Department of Medical Chemistry, School of Pharmacy, Chongqing Medical University, Chongqing, China.
Department of Pharmacy, Xinqiao Hospital, Chongqing, China.
J Pharm Pharmacol. 2019 Nov;71(11):1684-1694. doi: 10.1111/jphp.13159. Epub 2019 Aug 25.
TNBG-5602 is a newly synthesized compound with an isoquinoline structure. In the present study, we demonstrated the anticancer effect of TNBG-5602 in in-vitro and in-vivo models and investigated its possible anticancer mechanism.

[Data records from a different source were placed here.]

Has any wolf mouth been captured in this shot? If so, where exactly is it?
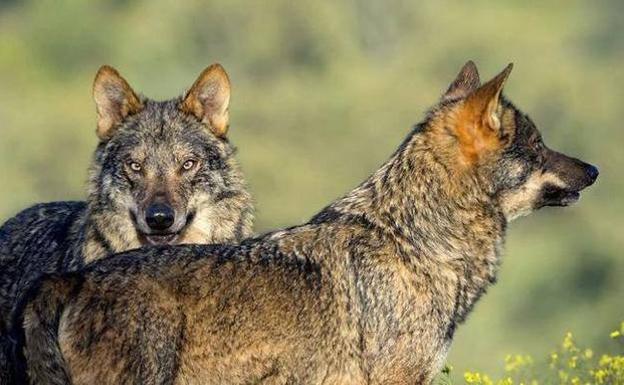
[540,187,581,207]
[142,232,180,245]
[132,211,195,245]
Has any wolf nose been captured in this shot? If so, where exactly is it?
[587,164,600,183]
[145,203,175,231]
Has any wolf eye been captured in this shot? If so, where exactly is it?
[128,161,143,172]
[182,159,197,171]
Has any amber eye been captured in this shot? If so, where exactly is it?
[128,161,142,172]
[182,159,197,171]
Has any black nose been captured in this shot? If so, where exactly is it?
[586,164,600,183]
[145,203,175,231]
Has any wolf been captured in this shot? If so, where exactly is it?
[0,64,253,381]
[16,62,598,384]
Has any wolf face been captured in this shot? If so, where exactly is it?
[85,65,251,251]
[433,62,598,221]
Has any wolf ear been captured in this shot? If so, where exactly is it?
[180,63,230,138]
[442,60,481,101]
[93,65,143,140]
[465,63,513,132]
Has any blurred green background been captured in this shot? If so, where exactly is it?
[0,0,624,378]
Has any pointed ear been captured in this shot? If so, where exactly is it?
[180,63,230,138]
[93,65,143,140]
[442,60,481,101]
[465,63,513,131]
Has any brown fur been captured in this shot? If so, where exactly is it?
[17,63,597,384]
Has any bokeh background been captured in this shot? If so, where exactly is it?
[0,0,624,373]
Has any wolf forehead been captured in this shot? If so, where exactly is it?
[111,98,235,158]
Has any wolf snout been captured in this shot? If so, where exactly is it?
[145,203,175,232]
[585,164,600,184]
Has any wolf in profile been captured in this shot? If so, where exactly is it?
[0,64,253,377]
[16,62,598,384]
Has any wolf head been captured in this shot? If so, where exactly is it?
[426,61,598,221]
[87,64,252,254]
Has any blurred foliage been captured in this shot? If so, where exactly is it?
[436,322,624,385]
[0,0,624,373]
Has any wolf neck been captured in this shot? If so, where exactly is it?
[81,204,141,263]
[332,129,505,272]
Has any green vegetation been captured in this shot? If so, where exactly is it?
[437,322,624,385]
[0,0,624,381]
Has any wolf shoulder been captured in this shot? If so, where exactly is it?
[0,201,87,314]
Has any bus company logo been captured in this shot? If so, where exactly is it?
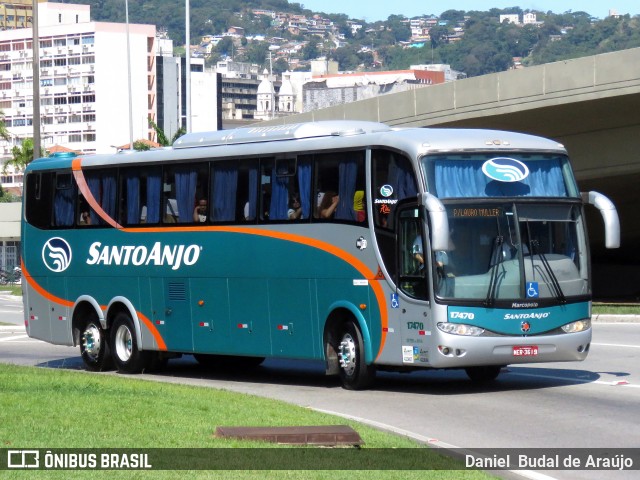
[380,184,393,198]
[42,237,71,272]
[482,157,529,182]
[87,242,202,270]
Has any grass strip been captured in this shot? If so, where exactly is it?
[0,364,492,480]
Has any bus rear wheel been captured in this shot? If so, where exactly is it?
[464,365,502,383]
[337,320,376,390]
[111,313,151,373]
[80,312,113,372]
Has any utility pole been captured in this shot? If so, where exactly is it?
[31,0,42,158]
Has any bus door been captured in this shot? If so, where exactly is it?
[150,278,193,352]
[189,278,231,353]
[396,201,431,365]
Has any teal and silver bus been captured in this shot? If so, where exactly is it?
[22,121,620,389]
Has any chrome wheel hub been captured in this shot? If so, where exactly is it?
[82,324,102,360]
[115,325,133,362]
[338,333,356,376]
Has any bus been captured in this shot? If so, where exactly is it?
[21,121,620,389]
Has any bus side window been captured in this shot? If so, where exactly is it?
[371,149,418,228]
[53,173,77,227]
[313,151,365,222]
[162,163,209,224]
[85,169,118,225]
[120,166,162,225]
[25,172,54,229]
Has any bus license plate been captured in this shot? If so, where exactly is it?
[513,345,538,357]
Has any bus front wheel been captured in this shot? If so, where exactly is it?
[80,312,113,372]
[111,313,151,373]
[338,320,376,390]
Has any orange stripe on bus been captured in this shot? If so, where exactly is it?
[21,261,167,350]
[71,158,122,228]
[124,226,389,358]
[22,261,73,307]
[137,312,167,351]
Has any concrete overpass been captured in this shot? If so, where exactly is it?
[260,48,640,298]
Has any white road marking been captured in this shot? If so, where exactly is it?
[0,335,29,342]
[509,370,640,388]
[591,343,640,348]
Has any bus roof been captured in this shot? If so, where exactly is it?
[27,120,566,170]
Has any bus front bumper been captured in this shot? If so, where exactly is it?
[429,328,592,368]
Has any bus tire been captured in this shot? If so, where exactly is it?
[111,312,151,373]
[464,365,502,383]
[337,320,376,390]
[80,311,113,372]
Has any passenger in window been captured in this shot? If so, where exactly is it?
[164,198,178,223]
[193,198,207,223]
[353,190,367,222]
[79,210,91,225]
[287,194,302,220]
[318,192,340,219]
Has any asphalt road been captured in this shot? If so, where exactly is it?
[0,292,640,479]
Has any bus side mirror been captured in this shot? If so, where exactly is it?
[418,193,449,251]
[580,192,620,248]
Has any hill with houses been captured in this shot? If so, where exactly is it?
[60,0,640,76]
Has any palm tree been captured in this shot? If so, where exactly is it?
[4,138,33,170]
[149,119,187,147]
[0,110,11,142]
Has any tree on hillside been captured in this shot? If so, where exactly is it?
[151,118,187,145]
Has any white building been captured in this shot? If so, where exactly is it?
[0,3,156,156]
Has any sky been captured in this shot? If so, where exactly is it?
[298,0,640,22]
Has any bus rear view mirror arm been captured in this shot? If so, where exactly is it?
[581,192,620,248]
[419,193,449,251]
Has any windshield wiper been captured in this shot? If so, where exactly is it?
[483,235,504,307]
[529,240,567,303]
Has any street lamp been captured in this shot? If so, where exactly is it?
[31,0,42,158]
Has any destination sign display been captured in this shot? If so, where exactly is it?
[453,207,502,218]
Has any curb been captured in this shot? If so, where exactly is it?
[591,314,640,323]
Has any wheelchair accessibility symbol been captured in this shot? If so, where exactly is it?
[391,293,400,308]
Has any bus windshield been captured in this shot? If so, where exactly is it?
[432,202,589,306]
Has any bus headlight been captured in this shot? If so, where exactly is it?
[438,322,484,337]
[561,319,591,333]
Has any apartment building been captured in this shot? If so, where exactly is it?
[0,3,157,157]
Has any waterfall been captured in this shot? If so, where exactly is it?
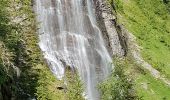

The antiproliferation effect of TNBG-5602 in vitro was evaluated in human liver cancer cell line QGY-7701. The acute toxicity of TNBG-5602 was evaluated in mice. The anticancer activity of TNBG-5602 in vivo was assessed in a xenograft model of human liver cancer cell line QGY-7701.
The results of CCK-8 assay showed that TNBG-5602 can effectively inhibit the proliferation of liver cancer cells in vitro. The acute toxicity test in mice showed that the LD of TNBG-5602 was 172 mg/kg. In a xenograft liver cancer model, TNBG-5602 could remarkably inhibit the growth of tumours. During in-vitro and in-vivo studies, we noted that TNBG-5602 could induce lipid accumulation in cancer cells and tissues. Further study indicated that the anticancer effect of TNBG-5602 may be exerted through activating peroxisome proliferator-activated receptor γ (PPARγ) and downregulating proliferating cell nuclear antigen (PCNA).
Our results suggested that TNBG-5602 might exert potent anticancer activity through increasing the expression of PPARγ.
TNBG-5602 是一种具有异喹啉结构的新合成化合物。本研究旨在体外和体内模型中证实 TNBG-5602 的抗癌作用,并探讨其可能的抗癌机制。
在人肝癌细胞系 QGY-7701 中评估 TNBG-5602 的体外增殖抑制作用。在小鼠中评估 TNBG-5602 的急性毒性。在人肝癌细胞系 QGY-7701 的异种移植模型中评估 TNBG-5602 的体内抗癌活性。
CCK-8 检测结果表明,TNBG-5602 可有效抑制肝癌细胞的体外增殖。小鼠急性毒性试验表明,TNBG-5602 的 LD 为 172mg/kg。在异种移植肝癌模型中,TNBG-5602 可显著抑制肿瘤生长。在体外和体内研究中,我们注意到 TNBG-5602 可诱导癌细胞和组织中的脂质积累。进一步的研究表明,TNBG-5602 的抗癌作用可能是通过激活过氧化物酶体增殖物激活受体 γ(PPARγ)和下调增殖细胞核抗原(PCNA)来实现的。
我们的结果表明,TNBG-5602 可能通过增加 PPARγ 的表达发挥强大的抗癌活性。